The column inches generated by Kerry's Mass-going habits, and the tension created by his religious beliefs, reflects the finely balanced nature of the electorate. During Lent, Kerry had found himself on the campaign trail in Missouri, and was told in no uncertain terms by Archbishop Raymond Burke of St. Louis not to present himself for Communion unless he dropped his support of existing abortion laws. Rather than risk a confrontation at the altar-rail, Kerry went instead to a Baptist church.

Church divided

This sparked a national debate, and the issue of whether Kerry should be banned from receiving Communion divided America's bishops. A handful of them, including Bishop Michael Sheridan of Colorado, backed Burke, and said they would refuse Kerry Communion if he presented himself at the communion rail. But the majority, including Cardinals Theodore McCarrick of Washington DC, and Roger Mahony of Los Angeles, said they were uncomfortable with such Eucharistic sanctions. They were concerned that such drastic measures exposed the Church to charges of political interference.

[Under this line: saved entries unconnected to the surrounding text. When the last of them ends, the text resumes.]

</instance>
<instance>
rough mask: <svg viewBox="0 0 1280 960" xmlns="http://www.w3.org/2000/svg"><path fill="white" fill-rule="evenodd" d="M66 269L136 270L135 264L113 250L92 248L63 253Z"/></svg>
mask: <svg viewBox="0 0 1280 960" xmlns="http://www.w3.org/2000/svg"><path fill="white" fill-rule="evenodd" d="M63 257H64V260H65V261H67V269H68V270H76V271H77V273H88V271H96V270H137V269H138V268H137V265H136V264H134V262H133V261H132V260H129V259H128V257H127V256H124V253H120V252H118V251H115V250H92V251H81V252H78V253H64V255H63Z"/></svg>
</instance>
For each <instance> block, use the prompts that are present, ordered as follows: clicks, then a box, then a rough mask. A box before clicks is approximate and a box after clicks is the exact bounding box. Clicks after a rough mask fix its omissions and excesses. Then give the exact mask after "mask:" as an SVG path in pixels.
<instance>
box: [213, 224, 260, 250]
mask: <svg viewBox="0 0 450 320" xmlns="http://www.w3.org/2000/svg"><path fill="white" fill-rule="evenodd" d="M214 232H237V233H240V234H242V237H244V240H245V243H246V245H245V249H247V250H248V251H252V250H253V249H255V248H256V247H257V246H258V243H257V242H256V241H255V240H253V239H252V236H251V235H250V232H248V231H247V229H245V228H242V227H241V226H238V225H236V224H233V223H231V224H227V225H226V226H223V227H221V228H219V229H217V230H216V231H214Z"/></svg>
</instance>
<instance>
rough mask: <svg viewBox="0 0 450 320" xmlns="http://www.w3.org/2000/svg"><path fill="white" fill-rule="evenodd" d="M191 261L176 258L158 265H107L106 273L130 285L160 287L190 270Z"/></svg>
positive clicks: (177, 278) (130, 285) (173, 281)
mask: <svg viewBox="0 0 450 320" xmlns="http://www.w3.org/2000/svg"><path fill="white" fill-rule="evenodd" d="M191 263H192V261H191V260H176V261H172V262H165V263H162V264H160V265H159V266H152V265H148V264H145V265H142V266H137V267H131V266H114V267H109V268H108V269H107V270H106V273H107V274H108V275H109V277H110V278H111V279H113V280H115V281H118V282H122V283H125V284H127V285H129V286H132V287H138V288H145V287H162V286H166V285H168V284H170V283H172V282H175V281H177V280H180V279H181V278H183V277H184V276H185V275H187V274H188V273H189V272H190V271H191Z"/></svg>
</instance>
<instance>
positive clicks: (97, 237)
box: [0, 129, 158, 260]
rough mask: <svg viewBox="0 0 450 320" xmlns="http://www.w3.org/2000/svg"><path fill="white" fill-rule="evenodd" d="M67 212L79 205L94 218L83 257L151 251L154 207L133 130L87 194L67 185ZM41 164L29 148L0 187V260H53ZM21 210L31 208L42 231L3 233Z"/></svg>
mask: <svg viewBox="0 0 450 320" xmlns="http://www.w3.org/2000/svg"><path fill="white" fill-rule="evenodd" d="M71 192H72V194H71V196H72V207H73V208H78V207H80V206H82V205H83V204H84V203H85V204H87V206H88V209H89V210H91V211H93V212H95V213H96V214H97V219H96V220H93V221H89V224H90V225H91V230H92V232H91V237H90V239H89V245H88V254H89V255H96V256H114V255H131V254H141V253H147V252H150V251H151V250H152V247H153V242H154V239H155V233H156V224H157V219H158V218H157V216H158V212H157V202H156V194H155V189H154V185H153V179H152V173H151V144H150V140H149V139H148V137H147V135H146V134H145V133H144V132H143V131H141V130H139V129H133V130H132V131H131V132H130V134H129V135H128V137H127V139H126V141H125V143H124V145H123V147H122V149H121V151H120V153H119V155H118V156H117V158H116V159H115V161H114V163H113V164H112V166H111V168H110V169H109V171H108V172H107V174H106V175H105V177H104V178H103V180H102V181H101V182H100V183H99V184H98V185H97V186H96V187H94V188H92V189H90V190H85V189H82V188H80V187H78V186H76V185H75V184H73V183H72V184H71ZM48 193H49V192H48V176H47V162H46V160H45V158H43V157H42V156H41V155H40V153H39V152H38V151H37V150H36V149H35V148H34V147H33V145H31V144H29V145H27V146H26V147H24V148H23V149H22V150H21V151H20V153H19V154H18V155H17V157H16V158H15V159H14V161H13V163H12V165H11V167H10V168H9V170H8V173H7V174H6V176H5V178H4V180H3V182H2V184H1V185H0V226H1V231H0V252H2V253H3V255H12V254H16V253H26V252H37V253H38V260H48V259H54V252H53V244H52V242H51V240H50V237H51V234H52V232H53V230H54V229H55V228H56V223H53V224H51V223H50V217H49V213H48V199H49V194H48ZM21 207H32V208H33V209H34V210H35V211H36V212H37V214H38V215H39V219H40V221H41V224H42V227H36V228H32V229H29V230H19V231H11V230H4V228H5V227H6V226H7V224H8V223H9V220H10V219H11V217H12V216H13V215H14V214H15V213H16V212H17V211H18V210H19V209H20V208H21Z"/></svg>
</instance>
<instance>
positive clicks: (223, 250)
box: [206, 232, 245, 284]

Cardinal McCarrick, who heads a committee of bishops set up to look into the receiving of Communion by pro-abortion politicians, discussed the issue at a USCCB meeting in Denver in June. He voiced concerns that the sacred nature of the Eucharist might be turned into a partisan political battle-ground. Those battles, he said, should be fought not at the communion rail, but in the public square, in hearts and minds, in our pulpits and public advocacy, in our consciences and communities.
Having consulted with the prefect of the Congregation of the Doctrine of the Faith, Cardinal Joseph Ratzinger, the bishops agreed to a compromise, and adopted Catholics in Political Life by a massive majority of 183-6. This made clear that the decision to refuse Communion to politicians who consistently defy Catholic teaching in their voting records rested with the individual bishop in accord with established canonical and pastoral principles. Tellingly, it blamed the bitter election campaign for this irresolution, since the polarising tendencies of election-year politics can lead to circumstances in which Catholic teaching and sacramental practice can be misused for political ends.
The USCCB stance showed their determination not to allow the question of Communion bars on politicians to become an issue in next month's presidential elections. But some of the conservative bishops were not content to let the issue lie. Burke, well-known in Rome, and seen as one of the rising stars of the US Church, wrote a pastoral letter telling Catholic voters that to support a dissenting politician amounts to committing a mortal sin. Catholics who support such pro-abortion candidates participate in a grave evil, he said. They must show a change of heart, and be sacramentally reconciled or refrain from receiving Holy Communion. Burke's remarks go further than Ratzinger's memorandum, which states that when a Catholic does not share a candidate's stand in favour of abortion, but votes for that candidate for other reasons, this can be permitted in the presence of proportionate reasons.
Missouri, where Burke's diocese is based, is a swing state, and both parties responded vigorously to the archbishop's hardening position. The state's Republican chairwoman, Ann Wagner, said, As a Catholic, I have great respect for the way he is attempting to lead his Catholic flock; I admire his conviction and his clarity. William Lacy Clay Jr., St Louis Congressman and also a Catholic, objected that Burke has crossed the line, adding, That's unfortunate for him, as well as for the Church. It is not certain how Catholic voters will respond to Burke's outspoken position. One thing that is certain about next month's presidential elections, though, is that there will be plenty more accusations of key figures crossing the line between religion and politics.